The most important mechanic in this case is the context conditioning. The model examines the pixels surrounding the edge of your original image and considers them anchors. It then creates new content that flows out of those anchor points. The more distant you attempt to extrapolate the original edge, the less information the model has to operate with– quality decays progressively the more vigorous you become with the expansion.
The Practical Workflow
The following is the way most people handle a real editing session:
Begin with the largest resolution image that the tool can work with. Reduced resolution input provides the model with less information and that smears at the edges of your edits. Load it, zoom in the area you wish to alter and draw your mask. To inpaint, skate a bit over the area to be filled in – a bit of overpaint will keep the nightmare of the halo effect when the outline of the original object shows through the fill.
To outpaint, do in bits. Repeat, 20-30 percent increments, regenerate, check seam, repeat. Attempting to expand the canvas size in a single shot is likely to create the impression of the image having a fever dream. Minuscule details make the generation coherent.
Timely advice is important. Most inpainting and outpainting interfaces allow typing a text prompt which affects the generation. Should you be taking someone off a beach shot, a clue such as Sandy beach, ocean waves, natural lighting will help the model tremendously. You just hope that the context will do the job, which it will do, but not always.
Where The Action Begins.
The line between inpainting and full image generation has been blurring for a while. Other workflows invoke an image as a sequence of masked regions, each reconstructed and optimized separately, and recombined. It’s essentially compositing, but AI-driven.

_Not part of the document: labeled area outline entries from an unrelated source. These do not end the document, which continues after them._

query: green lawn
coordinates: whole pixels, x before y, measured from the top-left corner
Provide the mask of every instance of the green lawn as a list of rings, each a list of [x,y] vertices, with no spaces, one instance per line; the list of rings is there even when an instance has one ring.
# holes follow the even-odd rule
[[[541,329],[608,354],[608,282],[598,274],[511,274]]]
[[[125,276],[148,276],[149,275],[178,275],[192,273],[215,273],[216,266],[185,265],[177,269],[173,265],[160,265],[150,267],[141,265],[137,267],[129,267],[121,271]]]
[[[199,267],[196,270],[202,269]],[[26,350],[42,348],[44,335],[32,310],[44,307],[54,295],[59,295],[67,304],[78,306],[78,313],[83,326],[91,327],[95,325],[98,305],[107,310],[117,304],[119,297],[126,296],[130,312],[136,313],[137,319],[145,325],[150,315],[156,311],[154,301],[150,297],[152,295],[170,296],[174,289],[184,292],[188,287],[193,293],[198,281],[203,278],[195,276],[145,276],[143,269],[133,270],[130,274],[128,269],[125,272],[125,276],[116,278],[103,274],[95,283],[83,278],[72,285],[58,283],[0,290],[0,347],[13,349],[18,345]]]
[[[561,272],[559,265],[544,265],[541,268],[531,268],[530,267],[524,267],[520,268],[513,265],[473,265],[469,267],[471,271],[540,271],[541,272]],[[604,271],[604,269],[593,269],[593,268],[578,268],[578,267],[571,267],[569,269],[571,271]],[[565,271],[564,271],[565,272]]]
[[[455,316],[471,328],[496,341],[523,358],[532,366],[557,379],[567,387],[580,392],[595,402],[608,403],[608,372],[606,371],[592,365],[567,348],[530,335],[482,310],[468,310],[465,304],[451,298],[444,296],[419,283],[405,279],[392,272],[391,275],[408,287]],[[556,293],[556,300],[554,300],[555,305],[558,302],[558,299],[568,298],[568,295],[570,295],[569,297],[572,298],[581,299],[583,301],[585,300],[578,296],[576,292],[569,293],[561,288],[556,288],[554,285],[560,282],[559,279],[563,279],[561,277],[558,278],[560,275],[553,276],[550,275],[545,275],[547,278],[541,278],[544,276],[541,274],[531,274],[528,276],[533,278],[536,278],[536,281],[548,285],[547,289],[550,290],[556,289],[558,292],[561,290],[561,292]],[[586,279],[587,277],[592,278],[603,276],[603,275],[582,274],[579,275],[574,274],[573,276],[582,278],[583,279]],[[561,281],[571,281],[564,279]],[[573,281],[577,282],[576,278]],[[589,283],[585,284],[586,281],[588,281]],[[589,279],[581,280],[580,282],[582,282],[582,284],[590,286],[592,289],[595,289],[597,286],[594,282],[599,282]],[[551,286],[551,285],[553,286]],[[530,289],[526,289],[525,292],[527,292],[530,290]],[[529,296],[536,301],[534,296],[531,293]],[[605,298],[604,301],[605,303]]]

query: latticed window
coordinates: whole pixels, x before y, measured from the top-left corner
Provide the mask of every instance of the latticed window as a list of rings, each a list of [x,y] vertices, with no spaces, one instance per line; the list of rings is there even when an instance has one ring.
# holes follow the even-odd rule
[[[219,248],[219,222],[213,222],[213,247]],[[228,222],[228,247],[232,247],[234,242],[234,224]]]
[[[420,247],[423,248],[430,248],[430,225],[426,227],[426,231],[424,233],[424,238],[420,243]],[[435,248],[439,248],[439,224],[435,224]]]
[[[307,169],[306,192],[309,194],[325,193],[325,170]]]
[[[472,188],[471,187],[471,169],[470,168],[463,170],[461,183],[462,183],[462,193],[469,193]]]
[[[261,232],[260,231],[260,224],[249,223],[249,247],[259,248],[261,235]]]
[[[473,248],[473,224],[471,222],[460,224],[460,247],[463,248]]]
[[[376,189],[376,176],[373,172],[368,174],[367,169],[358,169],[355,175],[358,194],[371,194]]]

Video inpainting is gaining momentum, too. The same concepts are used, mask a region, fill it with generated content, but now with dozens or hundreds of frames concurrently, and time constraints on top. Removal of objects in video had to be done by costly VFX. It is now more and more available to anyone with the right tool and a good GPU.
The editing process itself continues to get better. Enhanced brush tools, intelligent automatic masking, reduced generation time. What used to take ten minutes two years ago can be accomplished in thirty seconds.

It is not so much about learning how to use inpainting and outpainting properly, but to build an eye on where the AI-generated content is most likely to fail — and to work around those areas of vulnerability with intelligent masking, thoughtful prompting, and trial and error. It is an art, and as an art, the difference between the amateur and the proficient is largely a matter of time in practicing it.